Eight civil servants who had some involvement with the RHI scheme have applied to be given additional rights at the public inquiry but had their requests rejected, it has emerged.
Speaking at yesterday’s preliminary hearing of the inquiry, chairman Sir Patrick Coghlin revealed that the inquiry had recently received the request “from a number of civil servants who played important roles in relation to the scheme at various points in time”.
The civil servants had made applications to be designated as ‘core participants’, a categorisation which provides the right to apply for legal representation and participatory rights during hearings.
Just three ‘core participants’ have been designated by Sir Patrick – the Department for the Economy, the Department of Finance and Ofgem.
Sir Patrick said that he had decided that giving that status to civil servants was “not necessary or appropriate”.
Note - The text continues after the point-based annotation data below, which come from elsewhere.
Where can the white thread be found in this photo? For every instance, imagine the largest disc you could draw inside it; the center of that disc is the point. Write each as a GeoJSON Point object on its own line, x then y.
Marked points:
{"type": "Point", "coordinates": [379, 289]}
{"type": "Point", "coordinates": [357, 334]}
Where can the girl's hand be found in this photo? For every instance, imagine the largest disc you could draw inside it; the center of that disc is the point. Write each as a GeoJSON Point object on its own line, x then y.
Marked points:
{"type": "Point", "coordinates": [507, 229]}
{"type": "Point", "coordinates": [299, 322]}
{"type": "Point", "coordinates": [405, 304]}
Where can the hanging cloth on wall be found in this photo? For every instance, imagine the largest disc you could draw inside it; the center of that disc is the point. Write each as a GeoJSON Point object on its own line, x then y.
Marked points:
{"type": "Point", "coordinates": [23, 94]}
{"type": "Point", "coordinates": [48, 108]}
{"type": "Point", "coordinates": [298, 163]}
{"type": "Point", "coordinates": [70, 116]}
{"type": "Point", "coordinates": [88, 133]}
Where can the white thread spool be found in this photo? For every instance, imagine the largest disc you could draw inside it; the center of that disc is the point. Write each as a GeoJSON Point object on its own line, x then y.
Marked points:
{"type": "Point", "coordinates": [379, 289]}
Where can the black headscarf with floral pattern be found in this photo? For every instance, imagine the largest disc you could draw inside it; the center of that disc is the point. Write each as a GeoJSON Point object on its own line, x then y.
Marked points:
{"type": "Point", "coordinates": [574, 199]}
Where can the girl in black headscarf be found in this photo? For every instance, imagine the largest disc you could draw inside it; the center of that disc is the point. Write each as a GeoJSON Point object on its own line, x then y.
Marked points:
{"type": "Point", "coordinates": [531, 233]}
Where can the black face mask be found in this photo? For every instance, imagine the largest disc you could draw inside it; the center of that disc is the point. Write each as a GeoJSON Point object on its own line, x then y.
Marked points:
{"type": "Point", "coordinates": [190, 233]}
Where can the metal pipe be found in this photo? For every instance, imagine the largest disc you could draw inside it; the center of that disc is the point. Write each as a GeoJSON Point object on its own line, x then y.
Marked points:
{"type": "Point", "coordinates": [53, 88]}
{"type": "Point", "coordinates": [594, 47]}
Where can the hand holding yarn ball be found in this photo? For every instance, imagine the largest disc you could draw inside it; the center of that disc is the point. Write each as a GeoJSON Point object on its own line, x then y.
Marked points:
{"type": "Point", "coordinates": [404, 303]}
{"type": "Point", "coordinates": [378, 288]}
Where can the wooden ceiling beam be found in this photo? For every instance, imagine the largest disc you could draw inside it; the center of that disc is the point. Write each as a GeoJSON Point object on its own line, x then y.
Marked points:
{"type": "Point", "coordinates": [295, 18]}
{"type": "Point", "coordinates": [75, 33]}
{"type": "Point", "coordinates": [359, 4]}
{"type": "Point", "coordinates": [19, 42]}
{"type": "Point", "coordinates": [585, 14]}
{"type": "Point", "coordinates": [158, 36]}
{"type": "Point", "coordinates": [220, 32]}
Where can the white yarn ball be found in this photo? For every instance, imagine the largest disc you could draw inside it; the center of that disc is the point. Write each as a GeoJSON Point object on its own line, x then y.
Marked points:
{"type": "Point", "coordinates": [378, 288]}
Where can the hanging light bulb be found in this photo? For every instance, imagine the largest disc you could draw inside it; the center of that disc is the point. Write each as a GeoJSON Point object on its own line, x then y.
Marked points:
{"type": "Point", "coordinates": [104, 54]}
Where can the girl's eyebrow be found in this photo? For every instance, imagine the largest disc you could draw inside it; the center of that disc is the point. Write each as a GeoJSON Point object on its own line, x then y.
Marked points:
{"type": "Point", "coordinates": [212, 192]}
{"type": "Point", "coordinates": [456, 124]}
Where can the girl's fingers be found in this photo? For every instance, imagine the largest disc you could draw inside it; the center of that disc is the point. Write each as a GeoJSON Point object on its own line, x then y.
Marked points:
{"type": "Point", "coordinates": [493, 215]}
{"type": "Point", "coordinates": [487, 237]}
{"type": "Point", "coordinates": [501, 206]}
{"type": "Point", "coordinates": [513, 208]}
In a determination published on the inquiry website, Sir Patrick named the civil servants as Fiona Hepper, Joanne McCutcheon, Alison Clydesdale, Peter Hutchinson, David Thomson, who he were described as ‘team one’, and three other officials in ‘team two’, Chris Stewart, Stuart Wightman and Seamus Hughes.
Sir Patrick said that all of those individuals were among the 23 people to whom he had given ‘enhanced participatory rights’ which he said also included the consultants who advised on the scheme design (Cambridge Economic Policy Associates) the two ministers responsible for the Department of Enterprise, Trade and Investment during the key periods and a number of DUP special advisers (Spads).